And what will happen to prices this year?
UK house prices concluded 2023 with a 1.8% decline compared to the previous year, marking a nearly 4.5% drop from the peak recorded in late summer 2022, according to Nationwide Building Society.
The mortgage lender said the average price of a home in the UK was £257,443 in December 2023, with prices remaining flat compared with November.
Robert Gardner, chief economist at Nationwide Building Society, said the housing market displayed weakness throughout 2023, with total transactions running approximately 10% below pre-pandemic levels in the past six months and mortgage-related transactions experiencing an even steeper drop, around 20%, reflecting the impact of elevated borrowing costs. In contrast, cash transactions continued to surpass pre-pandemic levels.
“Even though house prices are modestly lower and incomes have been rising strongly, at least in cash terms, this hasn’t been enough to offset the impact of higher mortgage rates, which in recent months were still more than three times the record lows prevailing in 2021 in the wake of the pandemic,” Gardner stated, commenting on the latest Nationwide House Price Index.
“As a result, housing affordability has remained stretched. A borrower earning the average UK income and buying a typical first-time buyer property with a 20% deposit would have a monthly mortgage payment equivalent to 38% of take-home pay – well above the long run average of 30%.
“At the same time, deposit requirements remain prohibitively high for many of those wanting to buy – a 20% deposit on a typical first-time buyer home equates to around 105% of average annual gross income – down from the all-time high of 116% recorded in 2022, but still close to the pre-financial crisis level of 108%.”
Gardner added that recent indicators suggest slight relief for potential buyers, as mortgage rates have edged down and investors have become optimistic that the Bank of England’s rate hikes have curbed inflation, leading to expectations of future rate reductions.

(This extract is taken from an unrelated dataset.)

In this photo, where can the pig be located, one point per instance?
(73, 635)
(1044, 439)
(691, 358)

“Nevertheless, a rapid rebound in activity or house prices in 2024 appears unlikely,” he pointed out. “While cost-of-living pressures are easing, with the rate of inflation now running below the rate of average wage growth, consumer confidence remains weak and surveyors continue to report subdued levels of new buyer enquiries. Moreover, while markets are projecting that the next bank rate move will be down, there are still upward risks to interest rates. Inflation is declining, but measures of domestic price pressures remain far too high.

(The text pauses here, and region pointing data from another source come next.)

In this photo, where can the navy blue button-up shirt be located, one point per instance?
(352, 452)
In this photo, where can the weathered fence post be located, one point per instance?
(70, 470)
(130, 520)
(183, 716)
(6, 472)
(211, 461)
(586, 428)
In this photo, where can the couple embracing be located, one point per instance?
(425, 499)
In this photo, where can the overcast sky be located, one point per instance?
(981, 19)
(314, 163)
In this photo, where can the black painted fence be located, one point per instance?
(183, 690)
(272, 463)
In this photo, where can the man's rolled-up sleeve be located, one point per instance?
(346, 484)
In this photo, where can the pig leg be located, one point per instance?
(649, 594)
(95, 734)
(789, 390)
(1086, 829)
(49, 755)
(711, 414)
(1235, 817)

“It appears likely that a combination of solid income growth, together with modestly lower house prices and mortgage rates, will gradually improve affordability over time, with housing market activity remaining fairly subdued in the interim.
“If the economy remains sluggish and mortgage rates moderate only gradually, as we expect, house prices are likely to record another small decline or remain broadly flat, perhaps 0 to -2%, over the course of 2024.”